Cracking Multidimensional Time Series Forecasting with AutoML


Kaggle, the world’s largest data science community and the University of Nicosia conducted a global competition to forecast the sales of thousands of products sold by Walmart, the world’s largest retailer. The competition involved over 5500 teams from all over the world, during a period of 4 months. The objective was to forecast daily unit sales for over 3000 unique products across 10 Walmart locations in 3 US states. The available data included item level, department, product categories, calendar, selling price, and store details. 
The dotData team leveraged our Enterprise AutoML 2.0 platform for M5 data analysis and delivered outstanding results – ranking in the top 1.8% (#102 out of 5,500+ teams). The whole process required less than one hour of manual effort from a single person and almost zero data preprocessing. The purpose of this blog is to demonstrate how citizen data scientists such as business analysts and BI teams can leverage our AutoML tool to quickly deliver results against world-class data scientists with minimal effort.

The Task: Super-High Dimensional Time Series Forecasting

Time-series forecasting such as demand forecasting, revenue forecasting, and sales forecasting is one of the most fundamental and common requirements in many businesses.

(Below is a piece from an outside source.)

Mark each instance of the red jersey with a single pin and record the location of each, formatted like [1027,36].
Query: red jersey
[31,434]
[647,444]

While there exist a multitude of forecasting techniques (for example, classically, auto-regressive models or state-space models, and more recently Long Short Term Memory Neural Networks), real-world time-series forecasting problems have never been easy. 
The task of this competition is to forecast SKU-level product demand, critical for retailers to optimize the inventory level. Some of the challenges faced when working with this data are: 

  • the data essentially consists of super-high dimensional time-series (more than 3000 products x 10 stores)
  • many store-item level series are sparse and noisy
  • the data has hierarchical nature (i.e. state-level – store-level – product category level – item level) and scales and behaviors of time series are diverse
  • there is intermittency in sales of many products (e.g. a product is sold is 2011, taken of the shelf and sold again in 2013)
  • different products were sold during different time periods and their series have little overlap (e.g. some products started selling in 2011 whereas some started selling only in 2014)
  • there are many “external factors” (e.g. promotional effects) which are not easy to incorporate in classical time-series modeling techniques

The competition continued for 4 months and participants tuned their models by applying different preprocessing methods and modeling algorithms. Figure 1 shows the score distribution of top 40% participants (the scores were less than 1.0): 

  • The score distribution is very long tail with mean=6.09 and mode=5.39.  
  • Regardless, there is a high peak around 0.75 (about 900 teams = 16.3% of 5,500) and the score is widely distributed even for top performers.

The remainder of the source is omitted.